My peers at Mozilla are running workshops on opportunity sizing. If you're unfamiliar, opportunity sizing is when you take some broad guesses at how impactful some new project might be before writing any code. This gives you a rough estimate of what the upside for this work might be.
The goal here is to discard projects that aren't worth the effort. We want to make sure the juice is worth the squeeze before we do any work.
If this sounds simple, it is. If it sounds less-than-scientific, it is! There's a lot of confusion around why we do opportunity sizing, so here's a blog post.
Last year we ran a huge A/B test over a full Firefox release (I mentioned this experiment before). Unfortunately, we didn't see the impact we were hoping for when we reviewed the results.
It was clear why we weren't seeing that impact once we did some back-of-the-napkin math. Our features just didn't affect a broad enough set of users.
I've fallen into this trap myself. I've developed a pretty good sense of how much effort a piece of technical work will take. However, I find I don't have a great intuition about how impactful a project will be.
Instead, my brain seems to group all new projects into one of two categories: "Good thing to do" and "Pain in the a**" (PITA). A feature is generally a "good thing to do" if it would improve the product. On the other hand, it's a PITA if we're trying to contort the product into doing something it isn't meant to do.

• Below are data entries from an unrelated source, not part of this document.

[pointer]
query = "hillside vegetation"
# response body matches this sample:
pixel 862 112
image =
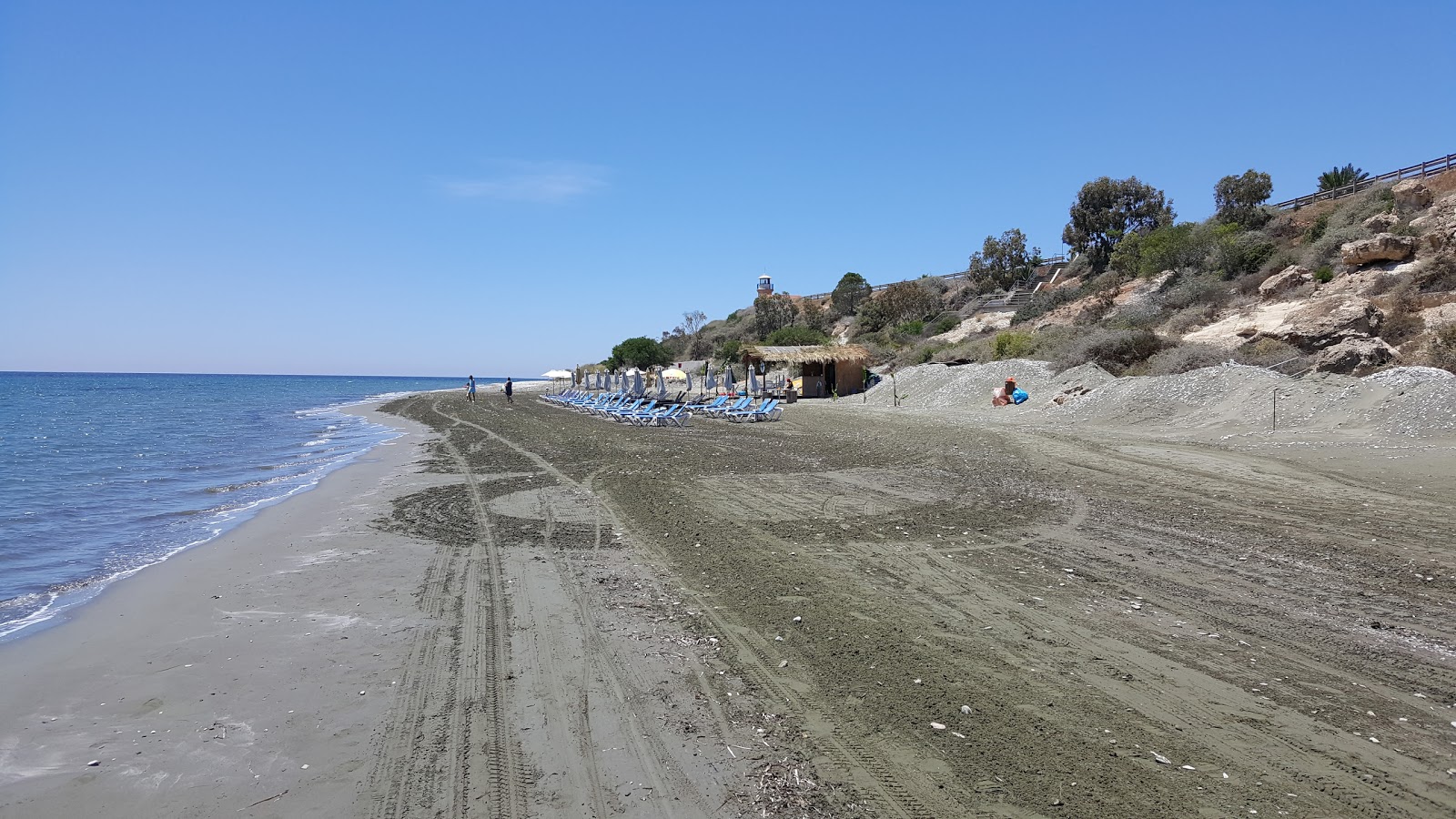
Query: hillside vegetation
pixel 1351 285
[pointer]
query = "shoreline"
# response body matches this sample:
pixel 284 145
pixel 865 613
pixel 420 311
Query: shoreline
pixel 223 659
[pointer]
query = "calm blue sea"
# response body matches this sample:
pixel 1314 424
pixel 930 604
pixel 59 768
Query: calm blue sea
pixel 104 474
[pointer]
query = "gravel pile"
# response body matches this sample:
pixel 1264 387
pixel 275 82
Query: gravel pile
pixel 1234 398
pixel 946 387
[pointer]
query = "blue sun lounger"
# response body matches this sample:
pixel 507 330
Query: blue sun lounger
pixel 768 411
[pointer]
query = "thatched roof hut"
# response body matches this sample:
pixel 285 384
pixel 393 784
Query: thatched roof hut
pixel 829 369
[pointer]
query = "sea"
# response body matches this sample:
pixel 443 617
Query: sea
pixel 106 474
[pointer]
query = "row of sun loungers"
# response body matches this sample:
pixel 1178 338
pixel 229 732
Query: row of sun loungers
pixel 645 413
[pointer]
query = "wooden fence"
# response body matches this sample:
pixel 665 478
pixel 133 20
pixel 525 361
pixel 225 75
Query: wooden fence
pixel 1059 259
pixel 1412 172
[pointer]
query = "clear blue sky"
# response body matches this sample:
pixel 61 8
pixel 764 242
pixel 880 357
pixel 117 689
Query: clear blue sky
pixel 501 188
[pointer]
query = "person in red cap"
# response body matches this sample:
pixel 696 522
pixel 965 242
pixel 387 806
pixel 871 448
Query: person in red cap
pixel 1001 395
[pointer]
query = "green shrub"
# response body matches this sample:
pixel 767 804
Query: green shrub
pixel 1317 229
pixel 1269 351
pixel 1239 252
pixel 1114 350
pixel 1190 290
pixel 976 349
pixel 1046 302
pixel 1402 321
pixel 945 324
pixel 1439 274
pixel 1011 344
pixel 795 336
pixel 1190 317
pixel 1184 358
pixel 1176 247
pixel 1441 350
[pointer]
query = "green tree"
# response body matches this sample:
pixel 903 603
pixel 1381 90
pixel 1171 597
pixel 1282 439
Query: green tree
pixel 814 315
pixel 1172 247
pixel 1340 177
pixel 772 312
pixel 900 302
pixel 1002 261
pixel 640 351
pixel 795 336
pixel 1107 210
pixel 728 350
pixel 849 293
pixel 1238 198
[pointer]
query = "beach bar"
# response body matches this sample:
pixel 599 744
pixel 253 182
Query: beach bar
pixel 830 369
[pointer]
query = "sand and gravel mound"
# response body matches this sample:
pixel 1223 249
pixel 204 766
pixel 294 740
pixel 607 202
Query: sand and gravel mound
pixel 1230 398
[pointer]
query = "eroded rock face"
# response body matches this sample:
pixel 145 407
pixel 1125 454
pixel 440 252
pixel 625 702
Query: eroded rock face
pixel 1411 194
pixel 1325 322
pixel 1354 356
pixel 1439 225
pixel 1380 222
pixel 1285 280
pixel 1387 247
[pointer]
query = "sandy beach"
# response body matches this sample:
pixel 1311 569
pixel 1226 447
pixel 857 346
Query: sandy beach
pixel 858 611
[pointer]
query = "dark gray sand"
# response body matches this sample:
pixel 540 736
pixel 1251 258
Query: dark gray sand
pixel 861 612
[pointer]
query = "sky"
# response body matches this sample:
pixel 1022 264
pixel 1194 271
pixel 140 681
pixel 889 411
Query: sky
pixel 504 188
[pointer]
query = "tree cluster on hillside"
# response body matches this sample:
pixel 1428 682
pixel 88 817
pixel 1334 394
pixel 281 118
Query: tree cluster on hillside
pixel 1002 261
pixel 1123 229
pixel 1107 210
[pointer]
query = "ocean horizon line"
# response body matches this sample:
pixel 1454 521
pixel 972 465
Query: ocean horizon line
pixel 254 375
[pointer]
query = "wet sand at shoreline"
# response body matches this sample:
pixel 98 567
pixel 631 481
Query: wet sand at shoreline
pixel 851 612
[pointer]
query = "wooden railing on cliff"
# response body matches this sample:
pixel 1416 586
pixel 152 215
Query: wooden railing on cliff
pixel 1412 172
pixel 1052 261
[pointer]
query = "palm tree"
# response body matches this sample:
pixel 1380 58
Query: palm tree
pixel 1341 177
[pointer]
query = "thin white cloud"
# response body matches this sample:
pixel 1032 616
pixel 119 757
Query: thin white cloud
pixel 521 181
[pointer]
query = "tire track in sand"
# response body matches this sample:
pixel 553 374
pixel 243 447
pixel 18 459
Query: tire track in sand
pixel 864 765
pixel 449 742
pixel 647 746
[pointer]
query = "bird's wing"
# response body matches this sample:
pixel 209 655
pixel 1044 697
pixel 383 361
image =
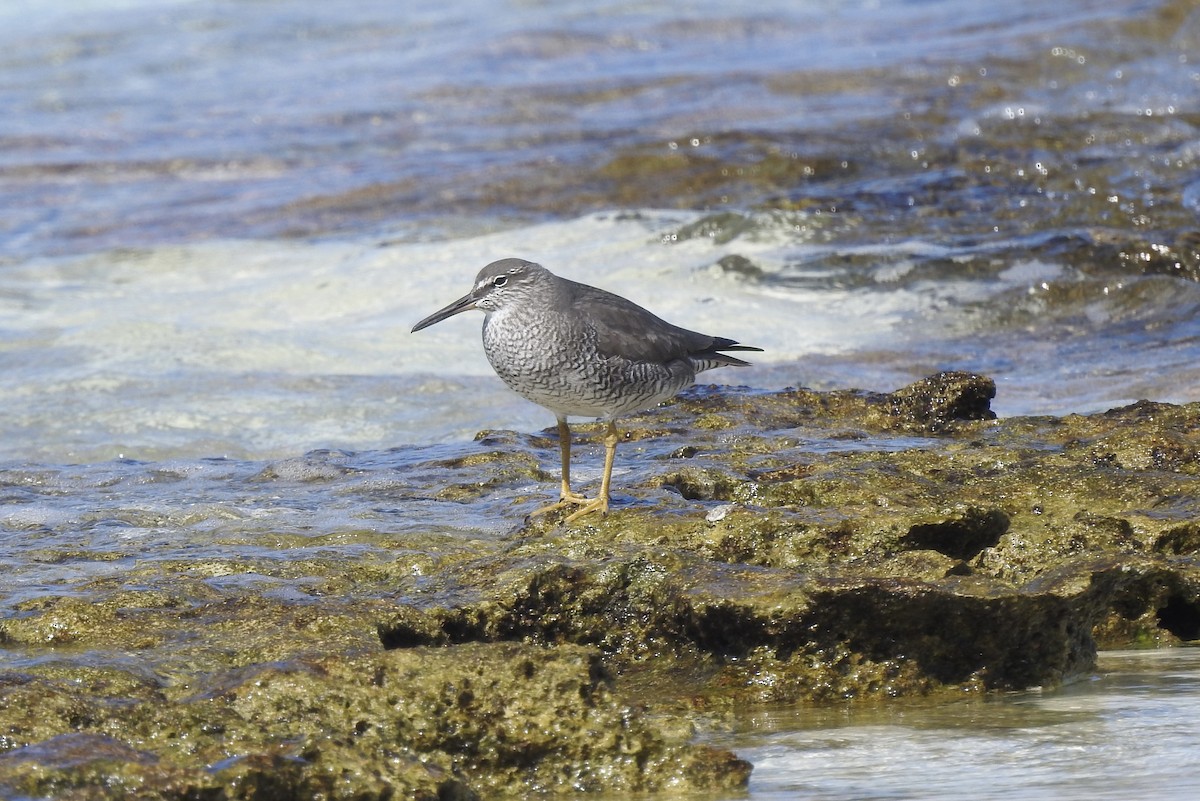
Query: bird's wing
pixel 625 329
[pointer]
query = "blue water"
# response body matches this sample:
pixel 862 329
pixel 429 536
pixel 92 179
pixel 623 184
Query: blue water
pixel 222 218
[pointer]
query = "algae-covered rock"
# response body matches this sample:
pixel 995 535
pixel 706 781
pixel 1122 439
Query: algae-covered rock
pixel 790 547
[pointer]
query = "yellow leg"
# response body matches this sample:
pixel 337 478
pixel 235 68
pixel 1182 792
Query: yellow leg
pixel 600 504
pixel 567 498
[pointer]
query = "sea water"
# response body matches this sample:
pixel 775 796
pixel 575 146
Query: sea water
pixel 222 218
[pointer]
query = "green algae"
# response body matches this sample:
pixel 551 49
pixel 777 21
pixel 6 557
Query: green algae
pixel 796 548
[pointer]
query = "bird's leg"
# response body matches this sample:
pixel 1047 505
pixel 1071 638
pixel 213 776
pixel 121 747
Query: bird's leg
pixel 600 503
pixel 565 497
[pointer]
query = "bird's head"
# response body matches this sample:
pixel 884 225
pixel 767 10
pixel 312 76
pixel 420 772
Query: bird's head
pixel 497 285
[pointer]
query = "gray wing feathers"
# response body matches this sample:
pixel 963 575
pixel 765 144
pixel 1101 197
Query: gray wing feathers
pixel 625 329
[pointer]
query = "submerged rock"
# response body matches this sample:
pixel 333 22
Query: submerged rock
pixel 785 547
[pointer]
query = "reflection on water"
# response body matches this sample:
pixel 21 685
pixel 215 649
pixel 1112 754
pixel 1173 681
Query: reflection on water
pixel 1128 732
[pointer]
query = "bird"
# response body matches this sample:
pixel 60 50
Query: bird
pixel 582 351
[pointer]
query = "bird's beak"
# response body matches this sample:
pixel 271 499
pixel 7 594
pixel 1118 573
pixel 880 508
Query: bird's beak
pixel 463 303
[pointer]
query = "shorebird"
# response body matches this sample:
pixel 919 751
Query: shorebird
pixel 582 351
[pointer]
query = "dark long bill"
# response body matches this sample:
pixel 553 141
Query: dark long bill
pixel 463 303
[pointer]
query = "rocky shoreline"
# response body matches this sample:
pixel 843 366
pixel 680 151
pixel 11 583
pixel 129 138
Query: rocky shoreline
pixel 785 547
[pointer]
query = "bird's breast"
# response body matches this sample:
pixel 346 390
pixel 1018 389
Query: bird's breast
pixel 551 360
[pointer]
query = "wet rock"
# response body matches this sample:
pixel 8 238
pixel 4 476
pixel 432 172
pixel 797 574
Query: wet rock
pixel 789 547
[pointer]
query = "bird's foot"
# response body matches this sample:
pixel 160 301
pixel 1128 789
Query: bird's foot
pixel 585 504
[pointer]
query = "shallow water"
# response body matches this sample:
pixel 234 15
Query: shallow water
pixel 1126 732
pixel 222 218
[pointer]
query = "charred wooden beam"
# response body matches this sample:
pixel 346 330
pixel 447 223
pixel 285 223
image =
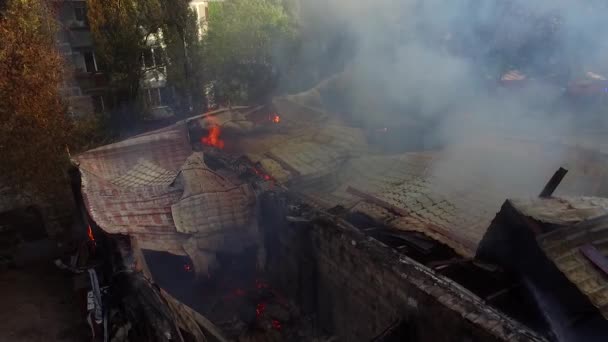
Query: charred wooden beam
pixel 397 331
pixel 553 183
pixel 595 257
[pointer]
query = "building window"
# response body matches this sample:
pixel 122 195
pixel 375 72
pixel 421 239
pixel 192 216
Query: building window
pixel 98 104
pixel 80 11
pixel 158 97
pixel 166 96
pixel 89 61
pixel 158 56
pixel 148 58
pixel 153 97
pixel 202 12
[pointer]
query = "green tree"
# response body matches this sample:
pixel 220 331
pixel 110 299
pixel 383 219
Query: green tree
pixel 241 46
pixel 183 49
pixel 122 30
pixel 34 129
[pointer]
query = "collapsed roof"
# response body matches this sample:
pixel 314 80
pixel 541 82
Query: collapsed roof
pixel 557 246
pixel 154 187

Here's a doodle-graph to summarize. Each dot is a project:
On the surface this may seem fine, but it's a pretty bad heuristic in practice.
I'm not concerned about ignoring projects that look like a PITA. This isn't great, but usually someone will make some noise if I'm ignoring an important project.
On the other hand, projects in the "good thing to do" bucket are dangerous. Sure, this bucket has some good projects, but there are usually even more projects that aren't worth the effort. These are the projects that are "nice-to-haves" and hard to say "no" to. If you work on one of these projects, nobody's going to tell you you're wasting your time.
When choosing our work, we need to set the bar higher than "good thing to do". A feature needs to be designed, built, and released. If we're not careful, these costs can far outweigh any possible upside. There's also the opportunity cost— all the time we spend working on a "good thing to do" keeps us from working on more important projects.
Instead of just looking at whether a project has some value, we need to make sure the value is greater than the cost. On our graph that would look like this:
Only some of the "good things to do" are actually worth doing. The rest have some value, but would take too much effort to make it worth while.
This also means we can't just work on whatever project has the most upside. Sometimes, all of the available projects are below the line (not worth the squeeze). In that case, it can be better to focus on finding more opportunities.
In short, picking arbitrary projects that are "good things to do" is a great way to waste a lot of time.
A Framework for Mozilla
Opportunity sizing helps us break free from this default heuristic and think about our projects with more structure. The framework seems too simple to yield any real insight, but I'm consistently surprised at how helpful it can be.
In this way, opportunity sizing is like a checklist in its unreasonable effectiveness.
The framework we use at Mozilla needs three basic ingredients to size an opportunity:
- How many users could this project affect?
- What percent of users are going to change?
- How will those users change?
We usually have pretty solid data for #1 (How many users could this affect?). For numbers 2 and 3 we're looking for guesses that do a good job of communicating our assumptions. These guesses are informed by data, but are usually less-than-scientific.
Multiplying 1x2x3 gets us to a place where we can have a conversation.
But isn't that subjective?
Yup. But subjective analyses can still be useful.
To start, guessing at the opportunity size helps clarify our assumptions and identify weak assumptions early-on. Even better, this framework is a useful communication tool. "We don't have data, but this feels right" is good enough at this stage.
It does have to feel right though. Hopefully you're sharing these results with your peers. They can gut-check your work and you can together build a shared opinion. If your numbers are outrageous, you'll need to be able to defend them.
There's often concern that ambitious coworkers are going to oversell their opportunity to prioritize their pet-project. In my experience, there's not much incentive to do this. Eventually we either recognize over-hyped numbers and redirect the project or get underwhelming results from the launch and learn our lesson the hard way.
But what if you're wrong?
I am wrong. It doesn't matter.
First, this analysis should not be the entirety of our decision making process. It's a tool to break through some common biases when choosing work.
Second, these analyses can (and should) grow with our commitment to the project.
When we're early in the product life-cycle, we can make very rough estimates. As the project matures and we learn more, these analyses should mature as well. When we're deciding whether to commit 20 engineers for 6 months, we should have more confidence in our estimates.
We'll get better at this as we build more intuition. Our tenth opportunity sizing will be better than our first.